Since our assets are easily observed and already ranked and prioritized by “value”, our survival preparation may more effectively depend on revealing and then linking these resources among ourselves, and by establishing new networks and creating closer relationships with others in our geographies with whom we can communicate, get to quickly, and achieve the advantage of mass in either defensive or offensive actions. An understanding (maybe acquisition and use?) of GIS technologies and mapping can enable preppers to make more flexible plans and be much more “mobile” and responsive to threats. With LIP as a controlling factor, using the information and technology may be more valuable than barbed wire and bullets to stem the tide. More like-minded people must easily be gathered when authorities may be overwhelmed or when those authorities bring their own action against us as we are flagged as perceived or real threats.

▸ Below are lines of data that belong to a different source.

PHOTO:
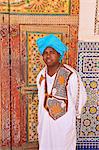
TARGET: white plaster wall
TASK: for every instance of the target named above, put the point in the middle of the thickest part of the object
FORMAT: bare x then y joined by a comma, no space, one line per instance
87,21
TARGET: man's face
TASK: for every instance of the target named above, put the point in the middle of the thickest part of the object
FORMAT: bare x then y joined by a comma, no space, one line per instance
51,57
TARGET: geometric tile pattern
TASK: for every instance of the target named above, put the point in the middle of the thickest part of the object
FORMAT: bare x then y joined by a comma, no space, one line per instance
89,62
88,67
36,7
96,28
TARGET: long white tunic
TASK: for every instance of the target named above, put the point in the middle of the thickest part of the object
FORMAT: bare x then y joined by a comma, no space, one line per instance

Summary and Conclusions: We may reluctantly concede that as individuals we may already be digitally classified as threats and therefore potential insurgents. The bigger issue is that we may also have to agree that our hide-out survival vision may be incorrect and need substantial modification. It is a fundamental mistake to think we are not “visible” in our retreats in the mountains or the woods. Knowing that even small local governments have generally completed LIP initiatives, that the data is transferable and shared with other databases, that authorities have assumed or have been legally granted “custodial responsibilities” for our property and our resources, we must contemplate modifying our vision from one where success is no longer entirely based on distance, infrequent communications, and on trying to create and carry out “invisible” private activities to one where closer proximity, more frequent communications, common use of data tools and technology, and more open and direct action can hold back the tide when TSHTF.

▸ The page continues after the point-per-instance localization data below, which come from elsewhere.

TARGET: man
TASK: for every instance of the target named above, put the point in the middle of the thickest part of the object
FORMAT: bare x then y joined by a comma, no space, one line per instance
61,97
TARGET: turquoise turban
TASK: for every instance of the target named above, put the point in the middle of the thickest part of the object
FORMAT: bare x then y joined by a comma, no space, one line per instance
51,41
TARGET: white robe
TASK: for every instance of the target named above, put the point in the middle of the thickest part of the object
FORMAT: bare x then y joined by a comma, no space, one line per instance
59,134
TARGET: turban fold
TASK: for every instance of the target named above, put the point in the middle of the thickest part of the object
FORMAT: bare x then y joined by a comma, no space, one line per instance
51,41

A personal note and an excellent example: Throughout history there are countless examples of successful survival strategies and tactics, but one family story comes to mind that is worth telling as it relates to the use of geography and local resources, and to the development of a perception and a reality for an enemy that a fight they wanted was not worth making – where the battlefield was well understood by the defenders, where communications and mobility were key factors, and where the outcome was a great conflict successfully avoided and everyone survived.

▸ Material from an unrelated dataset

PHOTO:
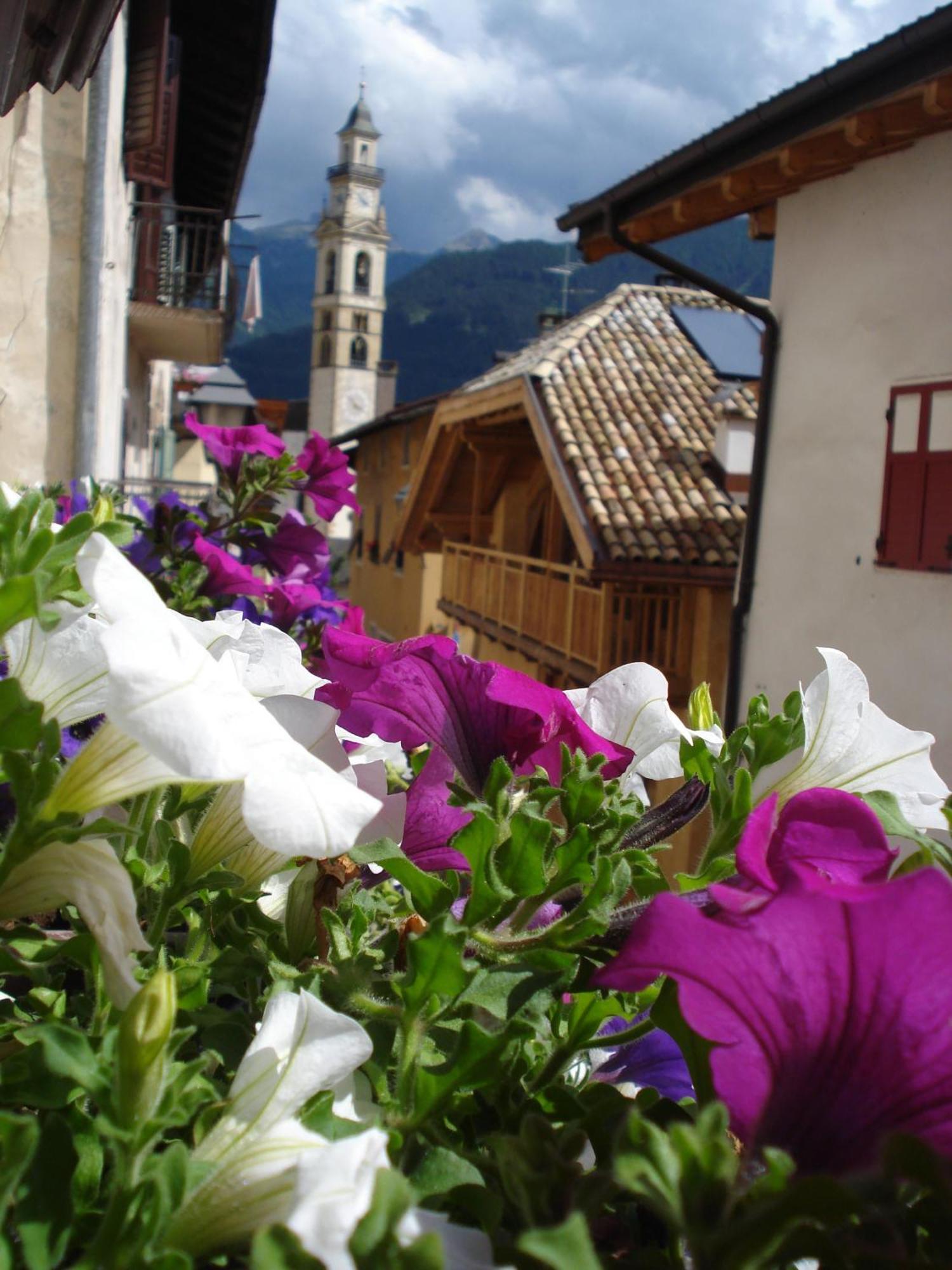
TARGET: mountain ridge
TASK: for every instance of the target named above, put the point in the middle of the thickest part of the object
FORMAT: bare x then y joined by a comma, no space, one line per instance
451,312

The setting was Cincinnati in 1862. Confederate General Kirby Smith had arrived on the scene with a formidable, well trained and well equipped army, capturing Lexington Kentucky. Smith ordered his junior officer, General Henry Heth to cross the Ohio River and capture Cincinnati. With a real battle looming, Ohio was in an uproar. Defensive resources were slim. The Governor and Union Officers called for volunteers. Riders went out to the surrounding counties and armed men responded to their call. Nearly 16,000 civilians would come into town carrying “antiquated” weapons, and this body was properly and proudly referred to as the Squirrel Hunters. These men had no military training, but “they could shoot the eye out of a squirrel at 100 yards”. My own great-grandfather was among them. The name and size of the group said it all, and within a few days, the Confederate forces withdrew and left the area. Crossing the river under the fire of back country sharpshooters was not an option. Well-understood geography, quick communications, and responsive people saved the day.
Citations, Locales, and Sourcing: [Deleted by the Editor, for OPSEC.]